A systematic review on 2D materials for volatile organic compound sensing

Abstract

Volatile organic compounds (VOCs) are organic chemicals that are toxic and detrimental to the human body and the environment. Therefore, a great mandate for the selective as well as sensitive recognition of VOCs, process control, environmental monitoring, and medical diagnosis is necessary. In the last few years, various forms of nanomaterials have been explored for gas and VOCs sensing with the detection on the miniaturized scale using various sensing approaches including optical, chemiresistive, and electrochemical techniques. Two-dimensional (2D) materials have received tremendous attention owing to their unique structure and extraordinary physical as well as chemical properties which make them an attractive platform for numerous applications including electronics, optoelectronics, energy storage and conversion, catalysis, and chemical sensors. 2D-materials offer unique sensing properties with extremely high sensitivity which is particularly important for the detection of toxic pollutants such as nitrogen dioxide (NO2) and toxic VOCs such as benzene and formaldehyde.
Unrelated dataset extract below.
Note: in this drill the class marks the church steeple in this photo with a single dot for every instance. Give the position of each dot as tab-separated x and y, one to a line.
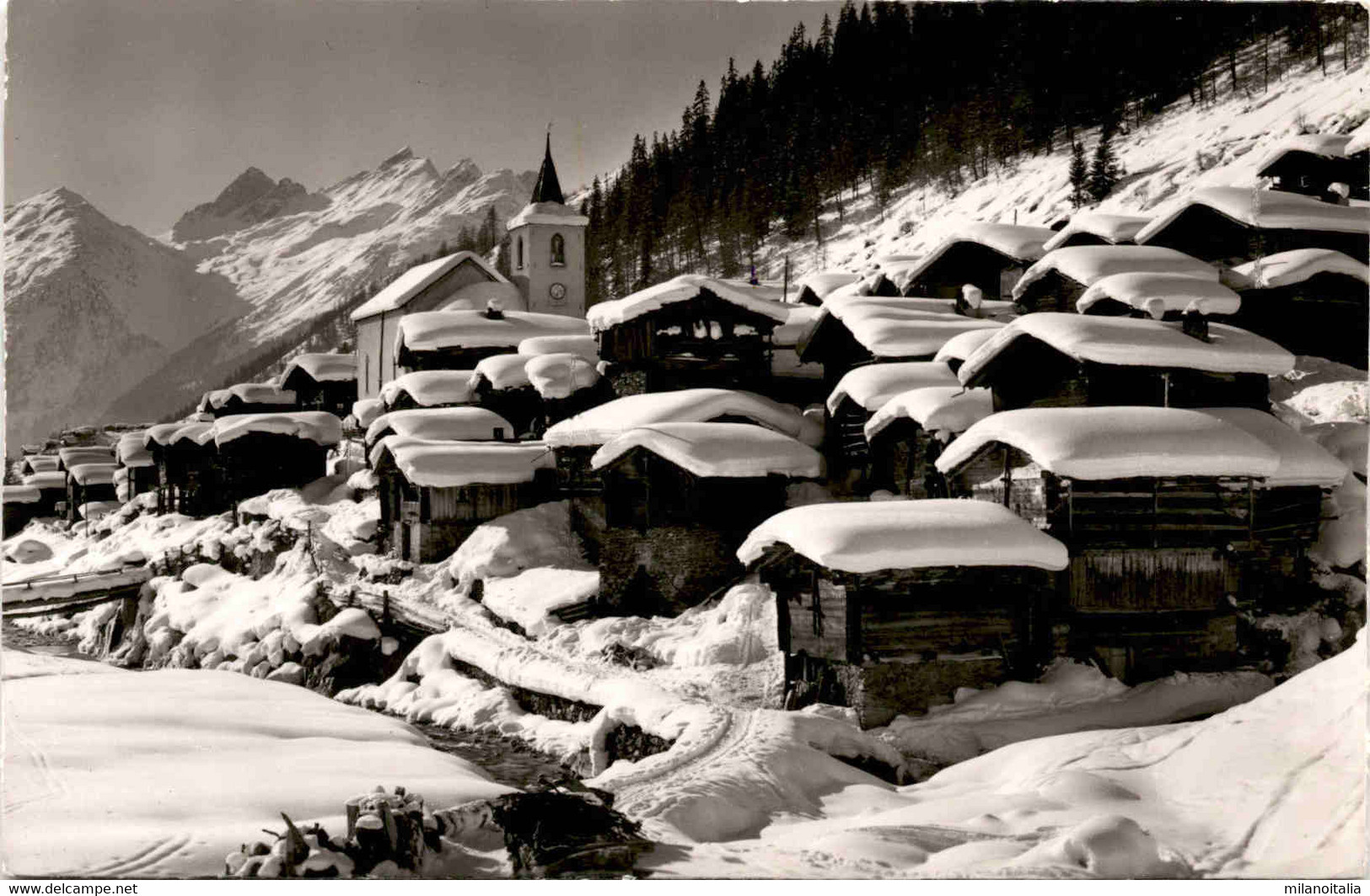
548	190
This review emphasizes the state-of-the-art recent developments in synthesis, VOCs sensing performance and sensing mechanism of numerous 2D-materials including graphene, graphene oxide (GO), graphene nanoplatelets (Gr-NPls), graphene nanosheets (GNs), transition metal dichalcogenides (TMDs), hexagonal boron nitride (h-BN), MXenes, black phosphorus (BP) and graphdiyne etc. A brief descriptions of various synthesis approaches of 2D materials are given along with their fundamental VOCs sensing mechanisms. Finally, the performances of various 2D-materials derived VOC sensors are summarized.